Wood flooring provides an elegant and timeless solution to homeowners looking to improve their property values and their families’ quality of life. What many don’t realize, though, is that there are actually two different types of hardwood flooring available on consumer markets. This article sets out a few of the differences between Solid vs Engineered Hardwood Floors. It also offers some advice regarding which one to choose for your next project.
Choice of Materials
Solid hardwood is a homogeneous product that is created exclusively from one type of tree. Engineered wood, on the other hand, is actually a layered product. It is fabricated out of one thin layer of hardwood attached to a base of plywood. While solid wood floors can be fabricated from a wide variety of different types of trees, including red and white oak, maple, hickory, pine, and many others, engineered wood floors can only be created using a few types of wood, which makes them less versatile as an option.
Width and Size
Solid wood flooring is almost always ¾ of an inch thick. Engineered wood flooring can range between 3/8 of an inch and ½ an inch. As far as plank width goes, solid wood flooring can be anywhere from 3.25 inches to 11 inches in width, which is similar to available sizing for engineered wood.
Sanding and Finishing
Solid wood floors are often per-finished off-site, with only 25% of contractors choosing to apply finish on-site. It is difficult to find dealers who are willing to finish engineered wood floors on-site. Both solid wood and engineered wood flooring can be sanded. But engineered wood can only be sanded once or twice before becoming too thin, requiring more frequent replacement.
Ease of Installation
It’s always a good idea to entrust flooring installation to a professional. This regardless of whether homeowners choose solid wood or engineered wood. However, it’s important to note that engineered wood is easier to install than solid wood and can be installed via a wide variety of methods, while solid hardwood must be either nailed or stapled down. This can affect the cost of hiring a flooring contractor to perform the work.
Well-maintained solid wood floors will last for decades with adequate maintenance. However they are more susceptible to moisture damage than engineered wood floors. The trade-off is that engineered wood can become damaged more easily and is more challenging to repair, as it can only be sanded once or twice before wearing down its surface.
Both solid wood flooring and engineered wood flooring is best for applications that do not involve significant risk of moisture damage. They’re great for hallways, bedrooms, and living areas; however, both types of wood flooring can be installed in kitchens as well provided waterproof mats are placed near sinks, dishwashers, and other appliances that use water.

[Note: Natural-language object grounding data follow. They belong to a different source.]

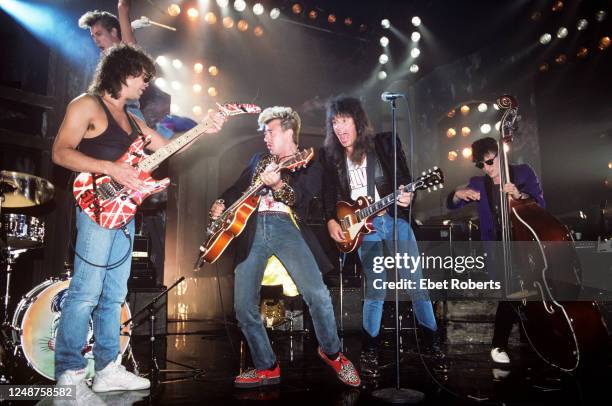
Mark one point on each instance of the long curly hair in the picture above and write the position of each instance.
(117, 63)
(348, 107)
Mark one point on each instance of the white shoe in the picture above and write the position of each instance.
(115, 377)
(500, 356)
(84, 395)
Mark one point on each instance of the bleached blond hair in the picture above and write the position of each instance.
(289, 119)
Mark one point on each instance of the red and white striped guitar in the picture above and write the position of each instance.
(112, 205)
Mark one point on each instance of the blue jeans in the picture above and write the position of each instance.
(373, 246)
(277, 235)
(95, 293)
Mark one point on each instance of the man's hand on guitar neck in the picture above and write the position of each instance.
(335, 231)
(216, 209)
(123, 173)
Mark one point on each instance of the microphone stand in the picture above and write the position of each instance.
(396, 395)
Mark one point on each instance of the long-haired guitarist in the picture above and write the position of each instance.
(359, 163)
(278, 228)
(95, 132)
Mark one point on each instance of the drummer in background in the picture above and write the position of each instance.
(96, 131)
(483, 190)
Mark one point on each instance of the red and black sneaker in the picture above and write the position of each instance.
(345, 370)
(254, 378)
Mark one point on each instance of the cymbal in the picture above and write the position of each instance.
(24, 190)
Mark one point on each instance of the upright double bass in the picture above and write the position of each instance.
(541, 263)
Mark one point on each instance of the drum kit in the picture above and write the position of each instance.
(28, 337)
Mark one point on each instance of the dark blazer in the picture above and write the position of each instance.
(306, 183)
(336, 186)
(523, 177)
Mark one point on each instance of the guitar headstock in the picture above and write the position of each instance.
(431, 179)
(297, 160)
(234, 109)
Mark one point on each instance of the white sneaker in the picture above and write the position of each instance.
(115, 377)
(498, 355)
(84, 395)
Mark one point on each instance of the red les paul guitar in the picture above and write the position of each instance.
(112, 205)
(232, 221)
(355, 219)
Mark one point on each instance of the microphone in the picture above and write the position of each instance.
(390, 96)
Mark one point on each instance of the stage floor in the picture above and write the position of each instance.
(472, 377)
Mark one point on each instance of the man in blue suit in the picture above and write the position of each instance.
(484, 191)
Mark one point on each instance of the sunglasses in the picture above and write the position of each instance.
(488, 162)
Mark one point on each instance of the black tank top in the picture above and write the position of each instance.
(113, 142)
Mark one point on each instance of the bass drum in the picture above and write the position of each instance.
(35, 324)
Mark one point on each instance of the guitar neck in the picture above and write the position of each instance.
(382, 204)
(154, 160)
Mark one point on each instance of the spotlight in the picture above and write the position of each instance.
(228, 22)
(161, 60)
(560, 59)
(193, 13)
(239, 5)
(243, 25)
(174, 10)
(160, 82)
(210, 18)
(545, 38)
(600, 15)
(258, 9)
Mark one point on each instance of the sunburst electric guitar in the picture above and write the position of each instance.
(355, 219)
(232, 221)
(112, 205)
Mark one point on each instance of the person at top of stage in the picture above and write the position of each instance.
(359, 163)
(96, 131)
(278, 228)
(481, 189)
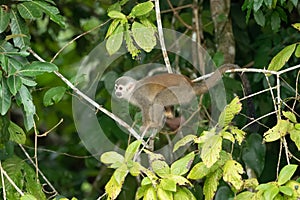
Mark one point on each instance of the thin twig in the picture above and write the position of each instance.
(41, 173)
(92, 102)
(161, 37)
(2, 181)
(11, 181)
(76, 38)
(47, 132)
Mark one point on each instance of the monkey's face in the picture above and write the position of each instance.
(124, 87)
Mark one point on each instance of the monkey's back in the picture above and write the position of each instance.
(166, 89)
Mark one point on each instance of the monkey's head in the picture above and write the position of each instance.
(124, 87)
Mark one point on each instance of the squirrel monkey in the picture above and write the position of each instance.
(153, 94)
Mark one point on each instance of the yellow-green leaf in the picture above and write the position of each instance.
(182, 166)
(150, 194)
(210, 152)
(286, 173)
(114, 42)
(291, 116)
(281, 58)
(143, 36)
(187, 139)
(295, 137)
(141, 9)
(229, 112)
(211, 184)
(279, 130)
(232, 174)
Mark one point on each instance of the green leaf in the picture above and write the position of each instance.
(257, 4)
(286, 173)
(297, 52)
(259, 18)
(16, 133)
(20, 29)
(14, 84)
(278, 131)
(238, 134)
(253, 153)
(116, 15)
(133, 50)
(163, 194)
(271, 192)
(29, 10)
(112, 158)
(112, 27)
(24, 97)
(229, 112)
(121, 173)
(144, 36)
(4, 16)
(161, 168)
(184, 141)
(38, 68)
(54, 95)
(210, 152)
(28, 197)
(132, 149)
(211, 184)
(141, 9)
(281, 58)
(198, 171)
(150, 194)
(286, 190)
(168, 184)
(51, 11)
(24, 177)
(291, 116)
(113, 188)
(5, 98)
(182, 166)
(232, 174)
(114, 42)
(275, 21)
(295, 136)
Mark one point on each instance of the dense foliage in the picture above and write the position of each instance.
(43, 46)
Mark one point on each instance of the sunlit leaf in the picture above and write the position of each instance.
(14, 84)
(143, 36)
(54, 95)
(286, 173)
(291, 116)
(114, 42)
(141, 9)
(211, 184)
(229, 112)
(184, 141)
(232, 174)
(210, 152)
(182, 166)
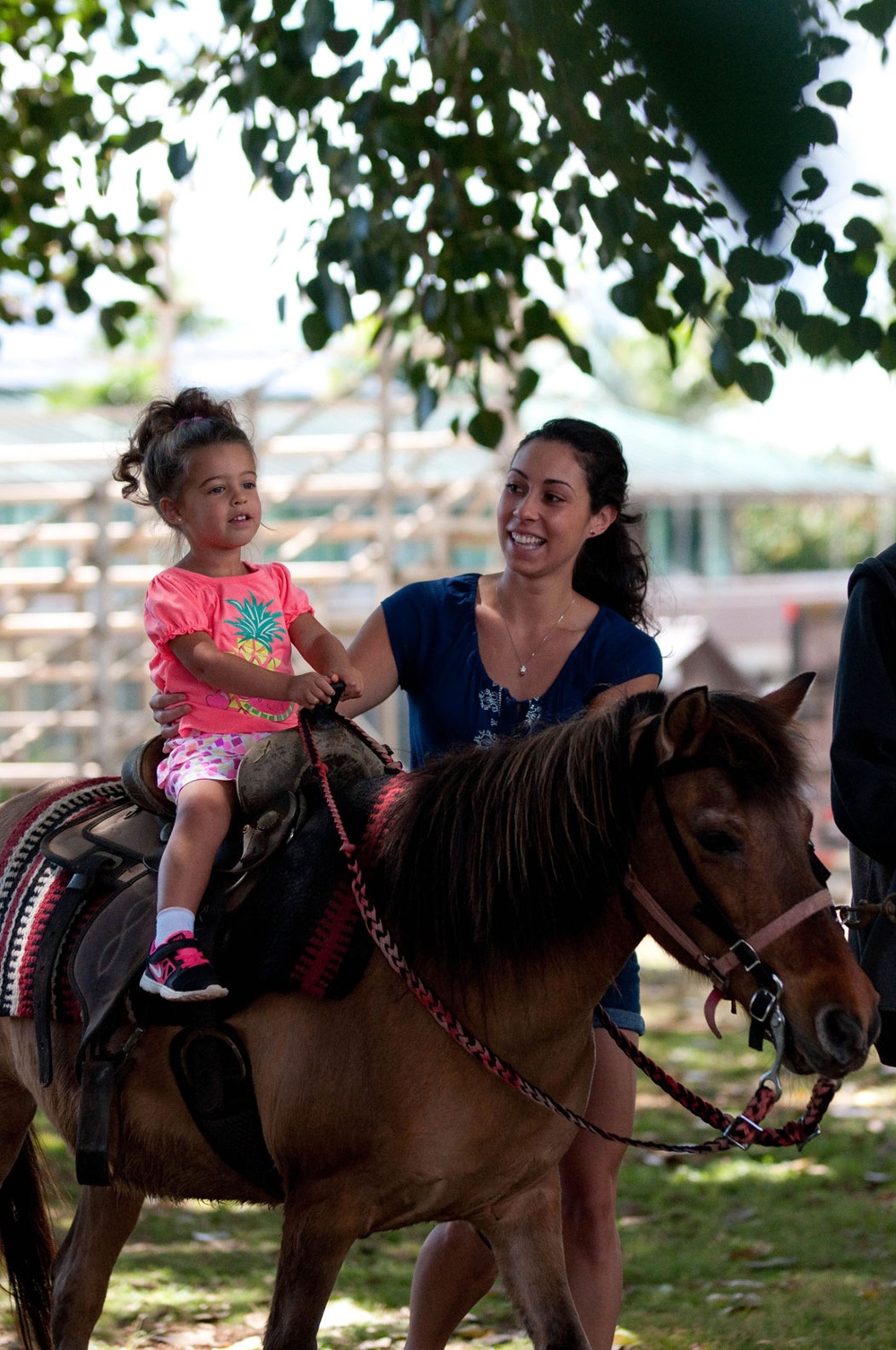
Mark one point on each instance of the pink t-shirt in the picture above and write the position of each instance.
(247, 616)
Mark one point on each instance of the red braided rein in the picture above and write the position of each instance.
(736, 1131)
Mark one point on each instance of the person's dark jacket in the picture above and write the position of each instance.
(864, 768)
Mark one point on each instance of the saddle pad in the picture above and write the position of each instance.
(31, 886)
(301, 928)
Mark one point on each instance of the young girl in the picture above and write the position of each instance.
(223, 632)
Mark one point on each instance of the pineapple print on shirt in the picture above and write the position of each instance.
(259, 627)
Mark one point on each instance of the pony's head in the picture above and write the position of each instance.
(723, 847)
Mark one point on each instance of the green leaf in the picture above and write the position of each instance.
(885, 354)
(740, 331)
(816, 335)
(815, 186)
(756, 379)
(847, 288)
(723, 362)
(282, 183)
(527, 385)
(486, 428)
(316, 331)
(77, 298)
(863, 232)
(754, 264)
(776, 351)
(426, 400)
(180, 162)
(581, 357)
(837, 93)
(139, 136)
(340, 40)
(788, 309)
(858, 336)
(876, 16)
(626, 298)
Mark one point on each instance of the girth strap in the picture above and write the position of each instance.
(51, 941)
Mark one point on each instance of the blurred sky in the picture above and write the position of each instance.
(237, 250)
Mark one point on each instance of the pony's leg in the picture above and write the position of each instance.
(314, 1243)
(527, 1238)
(103, 1222)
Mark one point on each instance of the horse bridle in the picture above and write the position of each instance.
(767, 1017)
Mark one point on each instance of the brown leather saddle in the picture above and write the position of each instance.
(120, 850)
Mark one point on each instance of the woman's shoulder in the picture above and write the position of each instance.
(613, 631)
(435, 595)
(176, 581)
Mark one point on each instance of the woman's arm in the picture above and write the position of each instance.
(864, 731)
(607, 697)
(373, 656)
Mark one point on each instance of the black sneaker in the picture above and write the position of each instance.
(178, 970)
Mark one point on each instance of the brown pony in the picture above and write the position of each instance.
(502, 878)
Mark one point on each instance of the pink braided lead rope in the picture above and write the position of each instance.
(736, 1131)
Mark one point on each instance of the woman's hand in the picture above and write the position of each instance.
(351, 678)
(168, 710)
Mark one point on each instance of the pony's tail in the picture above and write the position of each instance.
(29, 1245)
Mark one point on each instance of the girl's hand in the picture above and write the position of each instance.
(168, 710)
(351, 678)
(309, 690)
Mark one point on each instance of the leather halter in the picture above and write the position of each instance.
(764, 1008)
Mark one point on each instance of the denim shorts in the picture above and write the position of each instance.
(623, 1000)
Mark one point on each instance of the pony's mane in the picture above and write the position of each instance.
(495, 853)
(762, 749)
(483, 835)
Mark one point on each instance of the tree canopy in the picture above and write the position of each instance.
(475, 154)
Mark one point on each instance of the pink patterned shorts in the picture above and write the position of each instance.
(204, 757)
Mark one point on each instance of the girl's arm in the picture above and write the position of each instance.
(325, 653)
(371, 653)
(221, 670)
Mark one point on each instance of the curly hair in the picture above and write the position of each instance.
(163, 439)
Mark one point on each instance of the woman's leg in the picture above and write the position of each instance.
(589, 1177)
(177, 968)
(453, 1270)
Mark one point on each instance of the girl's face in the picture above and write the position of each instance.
(218, 509)
(544, 512)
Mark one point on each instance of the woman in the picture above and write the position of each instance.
(864, 771)
(554, 635)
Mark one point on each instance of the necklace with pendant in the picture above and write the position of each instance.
(524, 666)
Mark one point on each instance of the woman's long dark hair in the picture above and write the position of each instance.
(168, 432)
(610, 568)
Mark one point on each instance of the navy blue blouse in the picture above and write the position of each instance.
(432, 631)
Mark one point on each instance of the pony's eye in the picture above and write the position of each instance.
(718, 841)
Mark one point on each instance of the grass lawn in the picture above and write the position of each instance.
(720, 1253)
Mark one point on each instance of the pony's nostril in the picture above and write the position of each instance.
(842, 1035)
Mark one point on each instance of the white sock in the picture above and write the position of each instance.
(173, 920)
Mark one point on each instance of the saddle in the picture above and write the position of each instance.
(117, 852)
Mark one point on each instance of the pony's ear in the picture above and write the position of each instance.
(788, 698)
(685, 723)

While solid wood flooring should never be installed below grade, engineered wood can be successfully used for basement applications provided there is a proper subfloor and absolutely no moisture present.
Ultimately, the choice between solid and engineered wood floors is one of personal preference. Engineered wood constitutes a more practical option for those working on a budget. However, it lacks the impressive longevity of solid wood flooring. This would be more likely to return its value even decades down the road.